Covid-19: Porque é que o ritmo de vacinação na Europa é mais lento do que no resto do mundo?

A UE agora enfrenta críticas intensas, uma vez que os atrasos na entrega de vacinas de empresas farmacêuticas levaram muitos a perguntar o que o bloco poderia ter feito melhor na sua implementação inicial do plano de vacinação.

Simone Silva

À medida que outros países ricos avançaram na vacinação contra COVID-19, a União Europeia (UE) ficou para trás. Não é que o bloco não reconheça a urgência: a Comissão Europeia já assinou contratos para mais de dois mil milhões de doses de vacinas, com seis empresas, para vacinar 70% da sua população até ao verão.

Contudo, enquanto o Reino Unido já administrou 11 doses por cada 100 pessoas e os EUA 7,1 doses, Portugal administrou apenas 2,9 doses por 100 habitantes, a Alemanha 2,29 doses, Itália 2,5 doses e  França 1,7, de acordo com Our World in Data, o que mostra a diferença no ritmo de vacinação.



A UE agora enfrenta críticas intensas, uma vez que os atrasos na entrega de vacinas de empresas farmacêuticas levaram muitos a perguntar o que o bloco poderia ter feito melhor, na sua implementação inicial do plano de vacinação.

Processo de aprovação de vacinas da UE mais lento do que outros países
A União Europeia demorou mais tempo a aprovar as primeiras vacinas contra o coronavírus do que o Reino Unido e os EUA.  O Reino Unido aprovou a vacina Pfizer / BioNTech a 2 de dezembro, marcando a primeira contra o coronavírus a ser aprovada num país ocidental.

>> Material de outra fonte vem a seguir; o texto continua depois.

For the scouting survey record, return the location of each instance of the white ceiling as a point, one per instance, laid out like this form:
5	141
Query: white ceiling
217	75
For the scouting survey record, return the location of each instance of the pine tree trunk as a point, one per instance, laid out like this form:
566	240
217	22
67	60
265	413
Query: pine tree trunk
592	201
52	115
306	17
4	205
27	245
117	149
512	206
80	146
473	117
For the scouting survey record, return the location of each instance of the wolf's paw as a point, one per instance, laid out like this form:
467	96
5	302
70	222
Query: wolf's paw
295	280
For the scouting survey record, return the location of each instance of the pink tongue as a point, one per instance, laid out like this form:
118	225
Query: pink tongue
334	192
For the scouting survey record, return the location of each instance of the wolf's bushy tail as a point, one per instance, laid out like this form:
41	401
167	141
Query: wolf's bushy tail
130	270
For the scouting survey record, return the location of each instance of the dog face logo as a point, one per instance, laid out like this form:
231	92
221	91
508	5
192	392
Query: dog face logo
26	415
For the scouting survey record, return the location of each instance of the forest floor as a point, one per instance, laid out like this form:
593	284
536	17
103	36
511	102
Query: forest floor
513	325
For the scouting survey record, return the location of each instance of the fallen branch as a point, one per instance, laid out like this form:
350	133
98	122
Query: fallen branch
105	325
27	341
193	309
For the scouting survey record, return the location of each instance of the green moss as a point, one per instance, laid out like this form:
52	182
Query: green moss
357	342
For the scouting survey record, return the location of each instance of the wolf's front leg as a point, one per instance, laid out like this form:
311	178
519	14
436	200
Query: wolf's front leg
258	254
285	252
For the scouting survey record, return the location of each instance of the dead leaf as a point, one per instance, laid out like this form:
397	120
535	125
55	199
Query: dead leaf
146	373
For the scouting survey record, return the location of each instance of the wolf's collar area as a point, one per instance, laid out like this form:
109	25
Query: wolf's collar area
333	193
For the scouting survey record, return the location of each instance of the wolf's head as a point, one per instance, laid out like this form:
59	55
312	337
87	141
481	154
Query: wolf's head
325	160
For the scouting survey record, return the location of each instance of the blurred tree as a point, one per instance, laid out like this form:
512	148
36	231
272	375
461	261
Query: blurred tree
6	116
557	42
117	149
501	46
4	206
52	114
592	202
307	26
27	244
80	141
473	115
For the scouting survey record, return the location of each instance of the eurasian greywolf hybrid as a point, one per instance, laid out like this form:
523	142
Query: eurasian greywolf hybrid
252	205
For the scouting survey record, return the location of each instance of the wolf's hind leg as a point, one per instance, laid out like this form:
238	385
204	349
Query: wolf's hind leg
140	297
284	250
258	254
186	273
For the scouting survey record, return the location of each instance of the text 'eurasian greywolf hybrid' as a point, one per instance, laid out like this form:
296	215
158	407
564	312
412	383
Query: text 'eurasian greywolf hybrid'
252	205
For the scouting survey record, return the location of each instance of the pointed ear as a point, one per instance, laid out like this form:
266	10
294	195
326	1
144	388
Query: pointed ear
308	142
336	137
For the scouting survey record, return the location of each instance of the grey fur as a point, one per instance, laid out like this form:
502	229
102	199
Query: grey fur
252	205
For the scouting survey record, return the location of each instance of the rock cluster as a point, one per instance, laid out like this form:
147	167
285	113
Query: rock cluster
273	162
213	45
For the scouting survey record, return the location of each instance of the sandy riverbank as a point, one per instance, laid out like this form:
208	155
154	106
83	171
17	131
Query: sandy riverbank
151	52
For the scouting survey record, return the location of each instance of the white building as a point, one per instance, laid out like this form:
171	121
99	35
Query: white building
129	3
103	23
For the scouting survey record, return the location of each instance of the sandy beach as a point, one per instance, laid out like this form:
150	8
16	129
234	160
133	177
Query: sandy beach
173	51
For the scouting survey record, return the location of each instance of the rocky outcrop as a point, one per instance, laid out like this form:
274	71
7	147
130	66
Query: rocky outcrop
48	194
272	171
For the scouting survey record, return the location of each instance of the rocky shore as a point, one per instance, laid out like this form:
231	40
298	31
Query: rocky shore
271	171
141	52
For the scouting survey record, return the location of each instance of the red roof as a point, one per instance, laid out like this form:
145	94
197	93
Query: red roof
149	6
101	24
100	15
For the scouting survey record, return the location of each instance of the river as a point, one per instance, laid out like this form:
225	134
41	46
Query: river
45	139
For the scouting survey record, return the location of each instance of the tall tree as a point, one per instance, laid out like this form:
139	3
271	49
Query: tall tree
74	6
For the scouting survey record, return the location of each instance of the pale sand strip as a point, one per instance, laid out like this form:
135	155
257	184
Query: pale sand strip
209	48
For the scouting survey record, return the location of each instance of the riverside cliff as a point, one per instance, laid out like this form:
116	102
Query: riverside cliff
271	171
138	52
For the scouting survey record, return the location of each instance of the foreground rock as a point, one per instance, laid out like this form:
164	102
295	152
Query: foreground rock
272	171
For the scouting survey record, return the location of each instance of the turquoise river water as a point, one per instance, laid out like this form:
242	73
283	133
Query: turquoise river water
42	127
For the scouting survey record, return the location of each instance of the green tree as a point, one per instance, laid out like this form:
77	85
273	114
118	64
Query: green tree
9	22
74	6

Pouco mais de uma semana depois, essa vacina foi aprovada pela Food and Drug Administration.

A Agência Europeia de Medicamentos, por sua vez, só aprovou a vacina Pfizer / BioNTech no dia 21 de dezembro e as vacinações só começaram uma semana depois. Em Portugal o processo começou a 27 de dezembro. Atualmente, segundo o último balanço já feito, 74 mil pessoas, já tomaram as duas doses da vacina da Pfizer». Para além disso, «178.100 iniciaram a vacinação com essa vacina, e 5.400 com a vacina da Moderna».

UE mais lenta que outros a garantir contratos de vacina
Parte da culpa pode ser atribuída a contratos tardios de vacinas, dizem os especialistas.

A Comissão Europeia alcançou o seu primeiro acordo sobre doses de uma vacina potencial contra o coronavírus em meados de agosto com a empresa farmacêutica AstraZeneca, meses antes do acordo assinado em maio da mesma empresa com o Reino Unido.

O contrato da UE com a Pfizer, por sua vez, só foi firmado em novembro, enquanto o Reino Unido e os EUA fecharam em julho.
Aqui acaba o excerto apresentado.